At the general election, Renda’s defeat was a disappointment to the Tory newsletter writer Dyer, whereas Lord Halifax (Charles Montagu*) was correspondingly pleased that ‘a creature of Lord Abingdon’s’ had been laid aside. Shortly after this election there is evidence of a conflict with the corporation over some buildings erected by Renda on land leased from them. Legal proceedings resulted, and in April 1706 Renda’s loan was returned to him. This dispute can only have harmed his interest and he does not appear to have stood in 1708. The death of the Tory Member William Jennens* facilitated his return, however, at a by-election in February 1709. After fighting off a petition in December 1709, he was able to vote against Dr Sacheverell’s impeachment in 1710. Returned again in the 1710 election he was classed as a Tory on the ‘Hanover list’ of that year. His name was to be found on a ‘white list’ of Tory ‘patriots’ opposed to continuing the war and on a list of ‘worthy patriots’ who detected the mismanagements of the previous administration, both in the 1710–11 session. The latter list also noted his membership of the October Club, a fact confirmed by Boyer. In the 1713 session he voted on 18 June for the French commerce bill.
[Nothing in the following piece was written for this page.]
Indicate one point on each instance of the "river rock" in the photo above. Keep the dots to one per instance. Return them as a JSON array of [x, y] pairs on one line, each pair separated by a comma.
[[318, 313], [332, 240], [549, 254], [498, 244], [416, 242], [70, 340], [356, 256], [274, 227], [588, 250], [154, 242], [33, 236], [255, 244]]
Renda probably stood down in favour of his son-in-law Richard Bigg* at the 1713 general election, but was back in the House shortly after the new Parliament sat when Simon Harcourt III*, the other Member for Wallingford, decided to sit for Abingdon, thereby causing a by-election which Renda won.4

Renda stood for Wallingford at the 1715 and 1722 general elections, being defeated on both occasions. He died on 15 Mar. 1723, aged 62. His will dated 1714 left his estate to his granddaughter, Elizabeth Bigg, and ordered a monument to be set up in his memory in the chancel of St. Mary’s, Wallingford. He left a widow, Sarah, who petitioned the crown for a reversion of her husband’s lease of the castle in 1725, which appears to have been given to the Whig MP William Hucks by 1727.5

Ref Volumes: 1690-1715

Author: Stuart Handley


  • 1. Berks. Arch. Jnl. xxxix. 168; IGI, London; Innes Smith, Students of Medicine at Leyden, 141.
  • 2. J. K. Hedges, Hist. Wallingford, ii. 239.
  • 3. Sel. Charters, 229; CSP Col. 1697–8, pp. 125–6; Cal. Treas. Bks. xviii. 319; xx. 118; Newton Corresp. v. 357–8; CJ, xiii. 201; Hedges, i. 151; ii. 239; Berks. RO, Wallingford bor. statute bk. 1648–1766, ff. 187v, 188, 201.
  • 4. Bodl. Rawl. D.863, f. 89; Add. 61458, f. 159; Wallingford bor. statute bk. 1648–1766, ff. 215, 215v; CJ, xvi. 242–5.
  • 5. Hedges, ii. 382; PCC 82 Richmond; Cal. Treas. Bks. and Pprs. 1720–8, pp. 359–60, 365–6.